アマミトゲネズミから作ったiPS細胞が混ざったマウス(宮崎大の本多新研究員提供)

 絶滅危惧種に指定されている国の天然記念物アマミトゲネズミの細胞から人工多能性幹細胞(iPS細胞)を作り、精子や卵子に成長させることに成功したと、宮崎大などのチームが12日、米科学誌電子版に発表した。

 マウス、ラット以外の動物のiPS細胞から精子や卵子を作ったのは世界初といい、チームは「種の多様性を確保する手段としてiPS細胞が役立つ可能性がある」としている。

 アマミトゲネズミは鹿児島県の奄美大島にのみ生息する日本の固有種。森林伐採や野良猫などによる食害で個体数が激減している。生物学的にも、ほとんどの哺乳類の雄が持っているY染色体を持たず雌雄で遺伝情報の違いがほとんどないという珍しい特徴がある。

 チームは雌のアマミトゲネズミの尾からiPS細胞を作製。マウスの受精卵に入れた後に子宮に移植し、マウスとアマミトゲネズミの二つの細胞が混在する雄や雌のマウスを産ませた。

 これらのマウスが成長した後に精巣や卵巣の中を調べると、ほとんどがマウスの精子や卵子だったが、全体の0・03~0・29%はiPS細胞由来のアマミトゲネズミの精子や卵子だった。

 iPS細胞は医療以外に絶滅危惧種の数を増やす手段としても期待されており、九州大も地球上に3頭しか生き残っていないキタシロサイの卵子作りを研究している。

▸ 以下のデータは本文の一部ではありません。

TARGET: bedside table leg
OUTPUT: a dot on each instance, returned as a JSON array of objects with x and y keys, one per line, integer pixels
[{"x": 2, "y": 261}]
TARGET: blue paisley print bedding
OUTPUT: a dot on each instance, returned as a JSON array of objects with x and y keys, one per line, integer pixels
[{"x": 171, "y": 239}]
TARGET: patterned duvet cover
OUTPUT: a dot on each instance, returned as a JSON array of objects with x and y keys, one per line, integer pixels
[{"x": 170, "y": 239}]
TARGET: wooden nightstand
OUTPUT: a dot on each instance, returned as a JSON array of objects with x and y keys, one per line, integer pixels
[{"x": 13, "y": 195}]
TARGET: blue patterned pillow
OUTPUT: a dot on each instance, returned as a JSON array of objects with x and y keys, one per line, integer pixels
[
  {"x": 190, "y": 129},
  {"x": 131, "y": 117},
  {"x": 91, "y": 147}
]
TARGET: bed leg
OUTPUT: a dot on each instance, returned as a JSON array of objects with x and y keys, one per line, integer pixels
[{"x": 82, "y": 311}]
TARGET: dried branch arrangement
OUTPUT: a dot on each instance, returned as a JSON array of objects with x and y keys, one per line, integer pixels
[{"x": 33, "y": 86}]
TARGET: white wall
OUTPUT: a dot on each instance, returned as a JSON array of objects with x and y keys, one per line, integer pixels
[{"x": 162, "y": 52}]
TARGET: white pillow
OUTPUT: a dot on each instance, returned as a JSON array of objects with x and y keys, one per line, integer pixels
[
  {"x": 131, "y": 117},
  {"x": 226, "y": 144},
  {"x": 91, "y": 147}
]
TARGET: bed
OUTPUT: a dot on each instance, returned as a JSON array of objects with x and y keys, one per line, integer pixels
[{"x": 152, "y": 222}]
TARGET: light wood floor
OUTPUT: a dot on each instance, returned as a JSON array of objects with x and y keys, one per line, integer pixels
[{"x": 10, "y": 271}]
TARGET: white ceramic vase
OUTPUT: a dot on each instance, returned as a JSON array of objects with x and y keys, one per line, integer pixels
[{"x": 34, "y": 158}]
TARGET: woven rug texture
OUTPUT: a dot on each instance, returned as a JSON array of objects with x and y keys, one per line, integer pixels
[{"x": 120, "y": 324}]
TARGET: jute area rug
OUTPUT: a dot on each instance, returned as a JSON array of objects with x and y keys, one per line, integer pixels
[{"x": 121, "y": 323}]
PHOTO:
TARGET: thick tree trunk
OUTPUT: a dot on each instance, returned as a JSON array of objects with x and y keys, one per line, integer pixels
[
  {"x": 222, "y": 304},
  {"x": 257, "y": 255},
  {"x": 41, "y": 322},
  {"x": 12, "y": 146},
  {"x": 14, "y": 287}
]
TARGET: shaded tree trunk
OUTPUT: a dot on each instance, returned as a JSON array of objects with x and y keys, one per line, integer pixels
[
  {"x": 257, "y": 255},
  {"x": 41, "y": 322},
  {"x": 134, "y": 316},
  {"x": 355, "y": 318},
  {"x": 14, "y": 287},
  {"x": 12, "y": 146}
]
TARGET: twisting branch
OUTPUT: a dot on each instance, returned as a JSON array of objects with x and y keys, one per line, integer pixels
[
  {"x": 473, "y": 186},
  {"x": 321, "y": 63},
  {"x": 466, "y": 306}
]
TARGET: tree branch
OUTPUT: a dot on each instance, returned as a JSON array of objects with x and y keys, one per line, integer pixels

 宮崎大のチームは、現状では精子と卵子を取り出して体外受精させることは難しいとしており、今後は体外で効率的に卵子や精子を作る方法を研究し、受精卵の作製を目指す。【共同】

■識者談話 生殖能力の確認に期待

 九州大の林克彦教授(生殖生物学)の話 絶滅危惧種でiPS細胞ができたことは、絶滅に備える一つの手段として役立つ可能性があり、素晴らしい成果だ。精子や卵子の生殖細胞にも成長したということだが、次のステップとして、それらが実際に機能し、生殖能力があるかどうかを確かめる必要がある。子どものマウスからiPS細胞由来の精子や卵子を取り出すか、体外で培養する研究の進展が期待される。受精卵作製を見据えると、トゲネズミに適した受精環境を調べる基礎研究も必要だ。